KAKEHASHI Tech Blog

カケハシのEngineer Teamによるブログです。

AngularのプロダクトをReact(Next.js)にリプレイスしました!

こちらの記事は カケハシ Part1 Advent Calendar 2023 の8日目の記事になります。

こんにちは! カケハシでMusubi Insightの開発を行っている高田です。

Musubi Insightは、立ち上げ当初よりフロントエンドフレームワークにAngularを採用していましたが、この度、React(Next.js)にリプレイスしました。

今回は振り返りも兼ねてその経緯やリプレイスまでの流れ、リプレイスを通して得られたメリットなどをまとめていきます。

※技術的な内容はまた別記事にまとめたいと思います。

なぜリプレイスしたのか?

Musubi Insightはカケハシの中でも比較的古いプロダクトで、当時のメンバーの技術スタックやカケハシのメインプロダクトであるMusubiがAngularを採用していたこともあり、Musubi InsightでもAngularが採用されました。

しかし、Musubi Insightをリリースして今年で4年が経過し当時とは状況が変わってきました。

社内では新規プロダクトのフロントエンドフレームワークとしてReactの採用が増え、業界全体でもAngularのシェアは年々減少傾向にあります。

こちらはAngular、React、VueのGithub star数の推移ですが、ReactがAngularに二倍以上の差をつけてまさに一強状態となっています。

また、State of JavaScript 2022の結果を見ても、Reactは利用者が伸びている一方、Anguluarは徐々に利用者が減ってきています。

このような状況の変化をふまえ、今後も中長期的にプロダクトを成長させるためには、今時点でAngularからReactへのリプレイスが必要だと判断しました。

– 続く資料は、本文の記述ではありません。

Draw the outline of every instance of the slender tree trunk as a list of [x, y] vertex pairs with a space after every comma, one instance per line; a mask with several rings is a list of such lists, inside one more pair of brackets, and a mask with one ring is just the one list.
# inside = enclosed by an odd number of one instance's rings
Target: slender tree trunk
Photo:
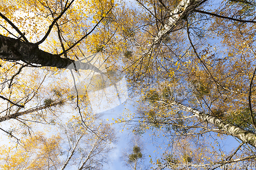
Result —
[[233, 136], [236, 136], [242, 140], [242, 141], [249, 143], [256, 148], [255, 134], [242, 129], [234, 125], [230, 124], [226, 124], [215, 116], [211, 116], [208, 114], [200, 112], [197, 109], [184, 106], [180, 103], [173, 102], [171, 105], [175, 107], [176, 107], [176, 106], [177, 106], [183, 110], [192, 112], [194, 115], [200, 119], [215, 125], [220, 130], [223, 130], [232, 134]]
[[5, 115], [5, 116], [1, 116], [1, 117], [0, 117], [0, 123], [2, 122], [4, 122], [4, 121], [5, 121], [5, 120], [7, 120], [10, 119], [11, 118], [16, 118], [16, 117], [18, 117], [19, 116], [24, 115], [25, 114], [29, 114], [29, 113], [30, 113], [34, 112], [37, 111], [38, 110], [47, 108], [49, 107], [56, 106], [57, 105], [61, 104], [62, 103], [62, 102], [59, 102], [53, 103], [53, 104], [50, 105], [50, 106], [49, 106], [49, 105], [44, 105], [44, 106], [41, 106], [41, 107], [37, 107], [37, 108], [36, 108], [35, 109], [30, 109], [30, 110], [26, 110], [26, 111], [23, 111], [23, 112], [15, 113], [14, 113], [13, 114], [7, 115]]
[[91, 155], [93, 153], [93, 152], [94, 151], [94, 149], [95, 148], [95, 147], [96, 147], [96, 145], [97, 145], [97, 141], [98, 141], [98, 138], [97, 138], [96, 139], [96, 140], [95, 141], [95, 142], [94, 142], [94, 144], [93, 144], [93, 148], [92, 148], [92, 149], [91, 150], [91, 151], [90, 151], [89, 153], [88, 154], [88, 155], [87, 155], [87, 157], [86, 157], [86, 160], [84, 160], [84, 161], [83, 161], [83, 162], [82, 163], [82, 165], [81, 166], [81, 167], [79, 168], [79, 170], [82, 170], [83, 168], [83, 166], [84, 166], [84, 165], [86, 164], [86, 162], [87, 162], [87, 161], [90, 159], [90, 158], [91, 157]]
[[61, 58], [58, 55], [39, 49], [38, 46], [35, 44], [23, 42], [19, 39], [2, 35], [0, 35], [0, 59], [10, 61], [21, 60], [25, 62], [40, 64], [42, 66], [59, 68], [66, 68], [72, 63], [75, 63], [77, 69], [90, 69], [97, 72], [99, 70], [90, 63], [75, 62], [73, 60]]
[[66, 161], [65, 162], [65, 163], [64, 163], [64, 165], [63, 165], [63, 166], [60, 170], [64, 170], [64, 169], [66, 168], [66, 167], [67, 166], [67, 165], [69, 163], [69, 161], [70, 160], [70, 159], [72, 157], [73, 155], [75, 153], [75, 150], [76, 149], [76, 147], [77, 147], [77, 145], [78, 145], [78, 143], [79, 143], [80, 139], [81, 139], [81, 138], [82, 138], [82, 136], [83, 136], [83, 135], [81, 135], [81, 136], [79, 138], [79, 139], [76, 141], [76, 143], [75, 144], [75, 146], [73, 147], [72, 151], [71, 151], [71, 155], [70, 155], [69, 157], [66, 160]]
[[170, 17], [155, 38], [155, 45], [158, 45], [164, 36], [179, 23], [181, 18], [207, 0], [182, 0], [176, 8], [170, 12]]

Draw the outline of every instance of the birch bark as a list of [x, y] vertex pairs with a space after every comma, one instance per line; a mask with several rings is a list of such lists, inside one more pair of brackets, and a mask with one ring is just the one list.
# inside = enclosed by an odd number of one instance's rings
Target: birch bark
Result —
[[224, 130], [232, 134], [233, 136], [242, 140], [243, 142], [249, 143], [256, 148], [255, 134], [242, 129], [234, 125], [226, 124], [216, 117], [211, 116], [203, 112], [200, 112], [196, 109], [184, 106], [180, 103], [174, 101], [170, 105], [176, 108], [178, 107], [182, 110], [193, 113], [200, 119], [215, 125], [219, 129]]

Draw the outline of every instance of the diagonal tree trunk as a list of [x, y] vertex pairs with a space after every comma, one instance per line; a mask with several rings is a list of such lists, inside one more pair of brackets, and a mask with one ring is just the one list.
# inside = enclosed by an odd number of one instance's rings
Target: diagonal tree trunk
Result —
[[30, 109], [30, 110], [28, 110], [26, 111], [24, 111], [23, 112], [17, 112], [17, 113], [15, 113], [12, 114], [7, 115], [5, 116], [1, 116], [1, 117], [0, 117], [0, 122], [7, 120], [10, 119], [11, 118], [15, 118], [16, 117], [18, 117], [19, 116], [24, 115], [25, 114], [29, 114], [30, 113], [36, 112], [37, 111], [47, 108], [49, 107], [55, 106], [61, 104], [62, 103], [63, 103], [63, 102], [61, 101], [61, 102], [59, 102], [53, 103], [52, 104], [51, 104], [50, 105], [45, 105], [42, 106], [37, 107], [35, 109]]
[[155, 38], [154, 46], [157, 46], [163, 38], [179, 23], [181, 18], [207, 0], [182, 0], [176, 8], [170, 12], [170, 17]]
[[38, 64], [42, 66], [67, 68], [75, 63], [75, 68], [90, 69], [101, 73], [98, 68], [89, 63], [75, 61], [59, 55], [46, 52], [39, 49], [37, 45], [20, 41], [0, 35], [0, 59], [9, 61], [21, 60], [25, 62]]
[[232, 134], [243, 142], [249, 143], [256, 148], [256, 134], [255, 133], [244, 130], [234, 125], [226, 124], [215, 116], [211, 116], [175, 101], [173, 102], [171, 105], [176, 108], [178, 107], [182, 110], [191, 112], [200, 119], [215, 125], [220, 130]]

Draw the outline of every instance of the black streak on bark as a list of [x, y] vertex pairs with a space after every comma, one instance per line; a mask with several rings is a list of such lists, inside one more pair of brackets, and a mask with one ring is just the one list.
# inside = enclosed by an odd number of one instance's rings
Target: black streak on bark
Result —
[[90, 69], [98, 72], [101, 72], [90, 63], [75, 62], [73, 60], [63, 58], [59, 55], [39, 50], [36, 44], [22, 42], [18, 39], [2, 35], [0, 35], [0, 59], [9, 61], [21, 60], [40, 64], [42, 66], [59, 68], [67, 68], [69, 65], [74, 63], [77, 69]]

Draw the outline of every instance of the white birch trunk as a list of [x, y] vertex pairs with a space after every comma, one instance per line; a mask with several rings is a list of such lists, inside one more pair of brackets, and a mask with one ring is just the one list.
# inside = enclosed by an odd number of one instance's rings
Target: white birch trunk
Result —
[[242, 141], [247, 143], [256, 148], [256, 134], [242, 129], [234, 125], [226, 124], [215, 116], [200, 112], [197, 109], [185, 106], [180, 103], [173, 102], [172, 106], [177, 106], [182, 110], [192, 112], [197, 117], [217, 126], [219, 129], [231, 134]]
[[12, 114], [7, 115], [5, 115], [5, 116], [1, 116], [1, 117], [0, 117], [0, 122], [2, 122], [5, 121], [5, 120], [7, 120], [10, 119], [11, 118], [16, 118], [16, 117], [19, 117], [19, 116], [24, 115], [25, 114], [29, 114], [29, 113], [30, 113], [36, 112], [37, 111], [39, 111], [40, 110], [42, 110], [42, 109], [47, 108], [49, 107], [59, 105], [59, 104], [61, 104], [62, 103], [62, 102], [57, 102], [57, 103], [53, 103], [53, 104], [50, 105], [50, 106], [48, 106], [48, 105], [45, 105], [45, 106], [43, 106], [37, 107], [37, 108], [36, 108], [35, 109], [30, 109], [30, 110], [26, 110], [26, 111], [24, 111], [23, 112], [15, 113]]

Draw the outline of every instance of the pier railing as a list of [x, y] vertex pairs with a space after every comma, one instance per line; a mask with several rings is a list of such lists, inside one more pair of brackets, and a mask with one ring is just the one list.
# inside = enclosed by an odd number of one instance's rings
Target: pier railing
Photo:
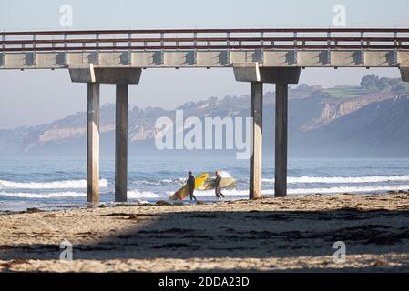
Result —
[[0, 32], [0, 52], [409, 49], [409, 28], [263, 28]]

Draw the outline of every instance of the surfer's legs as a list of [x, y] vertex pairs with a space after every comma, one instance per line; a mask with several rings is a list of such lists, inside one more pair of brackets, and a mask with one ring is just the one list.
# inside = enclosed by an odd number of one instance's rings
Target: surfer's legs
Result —
[[190, 196], [190, 200], [195, 200], [195, 201], [198, 201], [198, 199], [196, 199], [196, 196], [193, 195], [193, 191], [190, 191], [189, 193], [189, 196]]

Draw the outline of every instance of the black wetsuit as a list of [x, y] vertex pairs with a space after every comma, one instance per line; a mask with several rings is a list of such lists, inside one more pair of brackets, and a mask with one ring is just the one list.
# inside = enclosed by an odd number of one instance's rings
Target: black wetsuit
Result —
[[224, 195], [221, 194], [221, 176], [218, 175], [216, 176], [216, 188], [215, 188], [216, 197], [224, 198]]
[[188, 182], [186, 184], [189, 186], [189, 194], [190, 196], [190, 200], [195, 199], [195, 201], [198, 201], [196, 199], [196, 196], [193, 195], [193, 192], [195, 192], [195, 177], [193, 175], [189, 175], [188, 178]]

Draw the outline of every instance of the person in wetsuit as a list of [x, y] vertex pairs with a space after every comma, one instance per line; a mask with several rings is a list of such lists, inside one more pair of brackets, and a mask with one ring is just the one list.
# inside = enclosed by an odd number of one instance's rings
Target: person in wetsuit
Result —
[[224, 198], [224, 195], [221, 193], [221, 176], [219, 175], [218, 171], [214, 172], [214, 174], [216, 175], [216, 188], [214, 190], [216, 197], [220, 200], [221, 197]]
[[194, 199], [195, 201], [198, 201], [198, 199], [196, 199], [196, 196], [193, 194], [195, 192], [195, 177], [193, 176], [193, 174], [191, 174], [190, 171], [189, 171], [189, 177], [186, 184], [189, 186], [189, 194], [190, 196], [190, 200]]

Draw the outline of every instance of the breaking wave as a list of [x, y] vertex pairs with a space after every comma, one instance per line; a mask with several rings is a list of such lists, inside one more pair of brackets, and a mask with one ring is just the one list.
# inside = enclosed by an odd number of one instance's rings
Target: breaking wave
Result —
[[87, 194], [78, 192], [56, 192], [56, 193], [0, 192], [0, 196], [43, 199], [43, 198], [59, 198], [59, 197], [85, 197], [87, 196]]
[[[289, 176], [289, 184], [296, 183], [376, 183], [376, 182], [409, 181], [409, 175], [400, 176]], [[274, 183], [274, 179], [262, 179], [265, 183]]]
[[[107, 187], [106, 179], [99, 180], [100, 187]], [[82, 189], [87, 188], [87, 180], [66, 180], [54, 182], [13, 182], [0, 180], [0, 189]]]

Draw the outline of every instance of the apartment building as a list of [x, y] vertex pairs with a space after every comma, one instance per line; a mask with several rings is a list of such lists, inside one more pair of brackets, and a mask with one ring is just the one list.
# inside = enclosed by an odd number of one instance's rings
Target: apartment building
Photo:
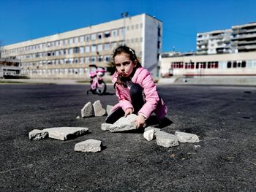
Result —
[[2, 57], [20, 59], [31, 78], [86, 79], [89, 65], [107, 67], [113, 50], [126, 45], [157, 76], [162, 36], [162, 22], [141, 14], [7, 45]]
[[199, 55], [256, 50], [256, 22], [197, 34]]
[[236, 53], [256, 50], [256, 22], [233, 26], [231, 47]]
[[18, 59], [0, 58], [0, 78], [20, 77], [20, 62]]

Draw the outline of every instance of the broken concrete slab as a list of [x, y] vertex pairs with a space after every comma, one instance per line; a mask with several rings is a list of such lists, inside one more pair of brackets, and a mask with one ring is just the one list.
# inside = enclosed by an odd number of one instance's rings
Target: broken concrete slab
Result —
[[109, 128], [112, 126], [110, 123], [102, 123], [101, 126], [101, 128], [102, 131], [108, 131], [109, 130]]
[[39, 130], [39, 129], [34, 129], [29, 134], [29, 139], [31, 140], [39, 140], [48, 137], [48, 132]]
[[92, 107], [91, 103], [89, 101], [86, 103], [83, 109], [81, 110], [81, 117], [83, 118], [89, 118], [94, 115], [94, 109]]
[[180, 142], [199, 142], [199, 137], [196, 134], [176, 131], [175, 135]]
[[112, 107], [113, 107], [113, 105], [108, 105], [108, 104], [107, 105], [106, 111], [107, 111], [108, 116], [109, 115], [110, 115]]
[[159, 131], [161, 131], [161, 128], [148, 126], [148, 127], [146, 127], [144, 128], [144, 131], [148, 131], [148, 130], [151, 130], [151, 129], [154, 130], [154, 137], [157, 137], [157, 132]]
[[126, 118], [121, 117], [110, 126], [109, 131], [111, 132], [119, 132], [136, 129], [137, 125], [135, 120], [136, 120], [137, 118], [138, 115], [135, 114], [130, 114]]
[[106, 114], [106, 110], [102, 108], [99, 100], [96, 101], [93, 104], [94, 115], [97, 117], [103, 116]]
[[87, 134], [89, 128], [86, 127], [53, 127], [45, 128], [42, 131], [48, 132], [50, 138], [64, 141]]
[[154, 129], [148, 129], [143, 133], [143, 137], [148, 142], [152, 141], [154, 139]]
[[178, 145], [178, 139], [174, 134], [170, 134], [162, 131], [157, 132], [157, 145], [165, 147]]
[[91, 139], [75, 144], [75, 150], [80, 152], [98, 152], [102, 150], [101, 146], [101, 141]]

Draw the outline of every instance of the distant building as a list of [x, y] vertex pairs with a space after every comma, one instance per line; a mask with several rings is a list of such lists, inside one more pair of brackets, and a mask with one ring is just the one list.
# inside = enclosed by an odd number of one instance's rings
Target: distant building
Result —
[[256, 77], [256, 51], [209, 55], [164, 53], [160, 63], [162, 77]]
[[256, 50], [256, 22], [231, 29], [197, 34], [197, 53], [233, 53]]
[[20, 59], [22, 72], [31, 78], [85, 79], [90, 64], [108, 66], [113, 50], [127, 45], [157, 76], [162, 37], [162, 22], [141, 14], [7, 45], [2, 57]]
[[15, 58], [0, 58], [0, 78], [20, 76], [20, 61]]

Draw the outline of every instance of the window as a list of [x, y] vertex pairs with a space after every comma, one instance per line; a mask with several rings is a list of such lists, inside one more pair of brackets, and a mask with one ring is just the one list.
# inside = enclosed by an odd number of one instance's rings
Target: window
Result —
[[91, 45], [91, 51], [95, 52], [96, 51], [96, 45]]
[[90, 46], [86, 46], [86, 53], [90, 52]]
[[119, 28], [119, 35], [124, 35], [124, 28]]
[[90, 63], [90, 57], [86, 57], [86, 64]]
[[99, 55], [98, 56], [98, 61], [99, 62], [101, 62], [101, 61], [103, 61], [103, 56], [102, 55]]
[[102, 33], [98, 34], [98, 39], [101, 39], [102, 38]]
[[97, 45], [97, 51], [102, 51], [102, 44], [99, 44]]
[[233, 62], [233, 68], [236, 68], [236, 66], [237, 66], [237, 63], [236, 63], [236, 61]]
[[84, 53], [84, 47], [80, 47], [80, 53]]
[[245, 61], [242, 61], [242, 65], [241, 65], [241, 67], [246, 67], [246, 62]]
[[107, 42], [104, 45], [104, 50], [108, 50], [109, 49], [110, 49], [110, 45], [108, 42]]
[[104, 56], [104, 61], [105, 61], [105, 62], [109, 62], [109, 61], [110, 61], [110, 55], [105, 55], [105, 56]]
[[91, 41], [96, 40], [96, 34], [91, 34]]
[[86, 41], [88, 42], [90, 41], [90, 36], [89, 35], [86, 35]]
[[104, 36], [105, 38], [110, 37], [110, 32], [109, 31], [105, 31]]
[[227, 61], [227, 68], [231, 68], [231, 65], [232, 65], [231, 61]]
[[91, 64], [94, 64], [96, 61], [96, 57], [91, 57]]
[[81, 37], [80, 37], [80, 42], [84, 42], [84, 36], [81, 36]]
[[79, 47], [74, 47], [74, 53], [79, 53]]
[[69, 44], [72, 44], [74, 42], [73, 38], [69, 39]]
[[78, 58], [74, 58], [74, 64], [78, 64]]
[[117, 36], [117, 30], [116, 29], [112, 30], [111, 36], [112, 37], [116, 37]]
[[75, 43], [78, 43], [78, 37], [75, 37]]

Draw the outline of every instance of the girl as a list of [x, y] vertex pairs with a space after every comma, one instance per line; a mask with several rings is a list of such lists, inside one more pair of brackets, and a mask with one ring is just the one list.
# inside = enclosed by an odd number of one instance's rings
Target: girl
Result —
[[116, 72], [112, 77], [119, 102], [113, 107], [106, 123], [113, 123], [120, 118], [138, 115], [137, 128], [154, 112], [161, 120], [167, 109], [159, 98], [149, 72], [141, 66], [135, 51], [127, 46], [116, 49], [113, 55]]

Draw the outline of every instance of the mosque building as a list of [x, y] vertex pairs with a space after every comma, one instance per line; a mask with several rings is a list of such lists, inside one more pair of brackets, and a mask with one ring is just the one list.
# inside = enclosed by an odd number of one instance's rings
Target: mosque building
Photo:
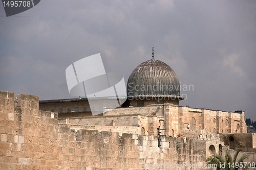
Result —
[[[157, 135], [159, 127], [162, 134], [173, 137], [194, 135], [200, 130], [215, 134], [246, 133], [243, 111], [180, 106], [179, 103], [184, 98], [178, 77], [169, 66], [155, 59], [154, 48], [152, 58], [132, 71], [126, 89], [126, 101], [114, 109], [90, 108], [88, 99], [81, 98], [40, 101], [39, 109], [58, 112], [60, 124], [103, 129], [116, 126], [119, 127], [118, 132], [122, 129], [122, 132], [149, 135]], [[101, 99], [95, 100], [100, 102]], [[92, 110], [98, 114], [93, 116]]]

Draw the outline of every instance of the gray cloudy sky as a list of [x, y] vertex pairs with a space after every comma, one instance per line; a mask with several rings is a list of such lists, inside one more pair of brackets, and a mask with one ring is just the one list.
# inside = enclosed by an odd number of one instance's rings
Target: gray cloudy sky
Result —
[[44, 0], [8, 17], [1, 5], [0, 89], [72, 98], [71, 63], [99, 53], [127, 81], [152, 46], [182, 87], [194, 86], [180, 105], [256, 120], [255, 1]]

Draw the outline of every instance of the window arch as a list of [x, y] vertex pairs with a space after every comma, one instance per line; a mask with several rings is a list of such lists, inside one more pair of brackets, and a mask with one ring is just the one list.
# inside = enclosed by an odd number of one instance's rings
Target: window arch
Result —
[[173, 129], [172, 129], [172, 137], [174, 137], [174, 130], [173, 130]]
[[196, 119], [194, 117], [192, 117], [190, 119], [190, 126], [191, 130], [196, 129]]

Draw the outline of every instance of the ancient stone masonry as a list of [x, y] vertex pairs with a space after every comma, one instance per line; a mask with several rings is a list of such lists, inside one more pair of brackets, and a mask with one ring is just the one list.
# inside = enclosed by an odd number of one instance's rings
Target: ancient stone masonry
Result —
[[59, 124], [57, 113], [39, 110], [37, 96], [0, 91], [0, 169], [201, 169], [223, 145], [219, 135], [196, 130], [185, 131], [189, 138], [163, 136], [158, 147], [156, 135], [139, 134], [137, 127], [135, 133], [111, 131], [118, 128]]
[[0, 169], [167, 169], [205, 159], [205, 143], [192, 139], [163, 137], [159, 148], [157, 136], [59, 126], [31, 95], [0, 91]]

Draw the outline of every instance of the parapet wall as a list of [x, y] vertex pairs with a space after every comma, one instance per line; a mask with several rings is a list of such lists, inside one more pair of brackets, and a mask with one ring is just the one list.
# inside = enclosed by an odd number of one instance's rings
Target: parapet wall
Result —
[[202, 140], [163, 137], [158, 147], [157, 136], [73, 129], [58, 125], [57, 113], [39, 111], [37, 96], [14, 98], [0, 91], [0, 169], [200, 169], [174, 164], [204, 163]]

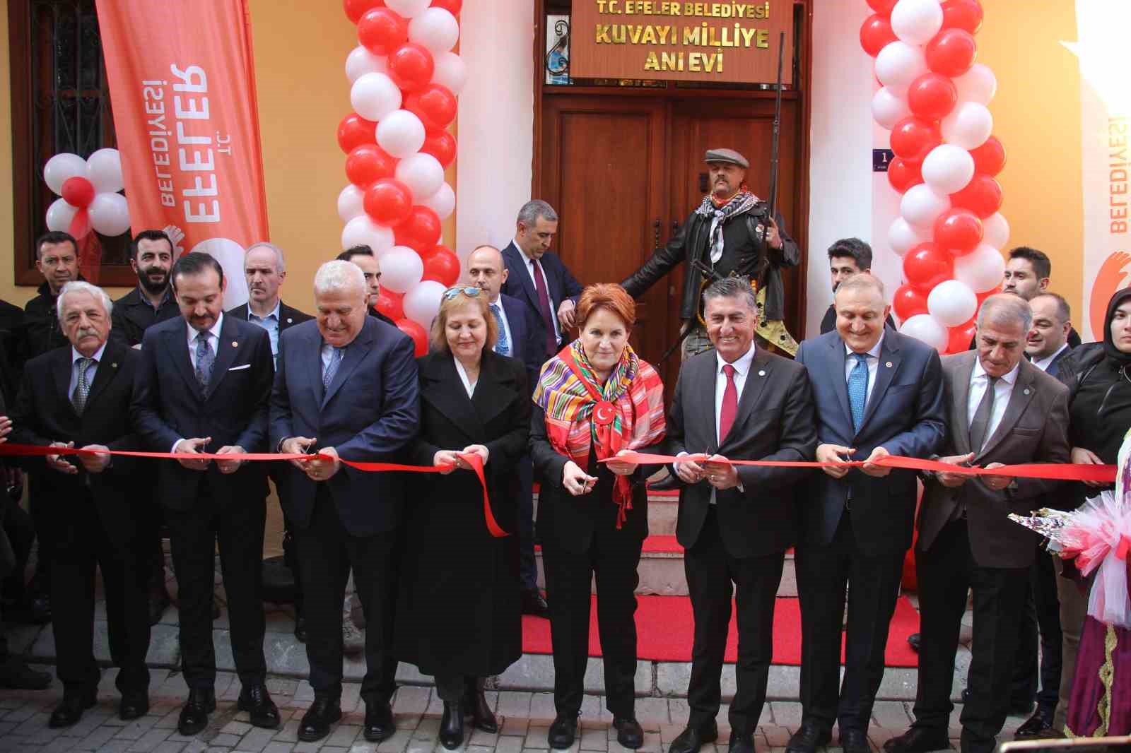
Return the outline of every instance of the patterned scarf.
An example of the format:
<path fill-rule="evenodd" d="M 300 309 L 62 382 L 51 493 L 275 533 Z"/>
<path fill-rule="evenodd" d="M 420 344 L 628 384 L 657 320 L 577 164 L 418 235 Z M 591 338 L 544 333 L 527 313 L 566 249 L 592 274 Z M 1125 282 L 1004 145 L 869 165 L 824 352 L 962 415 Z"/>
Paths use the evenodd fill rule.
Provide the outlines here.
<path fill-rule="evenodd" d="M 664 439 L 664 383 L 630 345 L 602 384 L 581 341 L 573 340 L 542 367 L 533 399 L 546 413 L 550 444 L 581 468 L 590 448 L 604 460 Z M 620 528 L 624 511 L 632 509 L 628 477 L 616 476 L 613 502 Z"/>

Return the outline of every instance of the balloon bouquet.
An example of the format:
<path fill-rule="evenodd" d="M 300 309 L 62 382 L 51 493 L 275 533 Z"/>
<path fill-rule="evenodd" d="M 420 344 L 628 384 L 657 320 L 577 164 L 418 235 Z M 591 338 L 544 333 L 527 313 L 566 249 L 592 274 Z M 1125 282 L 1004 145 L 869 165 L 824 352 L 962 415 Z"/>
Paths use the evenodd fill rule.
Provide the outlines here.
<path fill-rule="evenodd" d="M 872 115 L 891 131 L 888 181 L 903 194 L 888 241 L 905 284 L 900 331 L 940 353 L 966 350 L 982 301 L 1000 291 L 1009 224 L 994 176 L 1005 150 L 986 105 L 998 81 L 975 63 L 978 0 L 867 0 L 860 29 L 882 85 Z"/>
<path fill-rule="evenodd" d="M 428 352 L 428 330 L 460 260 L 440 243 L 456 193 L 447 131 L 467 69 L 451 52 L 463 0 L 345 0 L 360 45 L 346 58 L 354 112 L 338 126 L 349 185 L 338 194 L 342 245 L 366 244 L 381 265 L 377 308 Z"/>

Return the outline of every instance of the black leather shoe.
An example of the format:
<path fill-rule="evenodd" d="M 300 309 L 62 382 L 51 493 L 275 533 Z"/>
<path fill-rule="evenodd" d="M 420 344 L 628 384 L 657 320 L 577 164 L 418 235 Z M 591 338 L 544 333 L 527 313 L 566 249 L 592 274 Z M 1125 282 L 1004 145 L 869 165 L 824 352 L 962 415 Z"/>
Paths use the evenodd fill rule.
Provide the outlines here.
<path fill-rule="evenodd" d="M 83 718 L 83 712 L 93 708 L 97 702 L 95 692 L 68 693 L 63 692 L 63 700 L 59 702 L 55 710 L 51 712 L 48 726 L 52 729 L 60 727 L 71 727 Z"/>
<path fill-rule="evenodd" d="M 235 702 L 235 708 L 247 711 L 251 717 L 252 727 L 264 729 L 278 729 L 279 710 L 267 692 L 266 685 L 251 685 L 240 692 L 240 700 Z"/>
<path fill-rule="evenodd" d="M 815 721 L 802 721 L 801 728 L 789 737 L 786 753 L 813 753 L 821 745 L 828 745 L 832 734 Z"/>
<path fill-rule="evenodd" d="M 644 729 L 632 717 L 613 717 L 613 729 L 616 730 L 616 742 L 633 750 L 644 745 Z"/>
<path fill-rule="evenodd" d="M 149 713 L 149 693 L 136 691 L 122 693 L 122 700 L 118 703 L 118 718 L 122 721 L 140 719 Z"/>
<path fill-rule="evenodd" d="M 912 727 L 899 737 L 892 737 L 883 744 L 887 753 L 927 753 L 944 751 L 950 747 L 946 729 L 926 729 Z"/>
<path fill-rule="evenodd" d="M 330 734 L 330 725 L 342 718 L 340 699 L 328 695 L 314 696 L 314 702 L 307 709 L 299 722 L 299 739 L 312 743 Z"/>
<path fill-rule="evenodd" d="M 362 734 L 370 743 L 389 739 L 397 732 L 392 720 L 392 707 L 389 700 L 365 701 L 365 727 Z"/>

さらにチームのフロントエンドスキルが一部のメンバーに偏ってしまっていたので、全員でリプレイスプロジェクトに取り組むことでチーム全体としてのフロントエンドスキル向上も図りたいという思いもありました。

リプレイス完了までの手順

リプレイスを行うにあたり、次のような手順で進めました。

  1. チームでの合意を取る
  2. スケジュールとリリース方式の戦略を決める
  3. 技術選定
  4. 実装と検証
  5. リリース

チームでの合意を取る

まず、リプレイスを行うにあたり、チームでの合意を取りました。

実際に開発を行うエンジニアはもちろんですが、大規模なリプレイスになるため、プロダクトマネージャやデザイナーなど、関係者全員に合意を取りました。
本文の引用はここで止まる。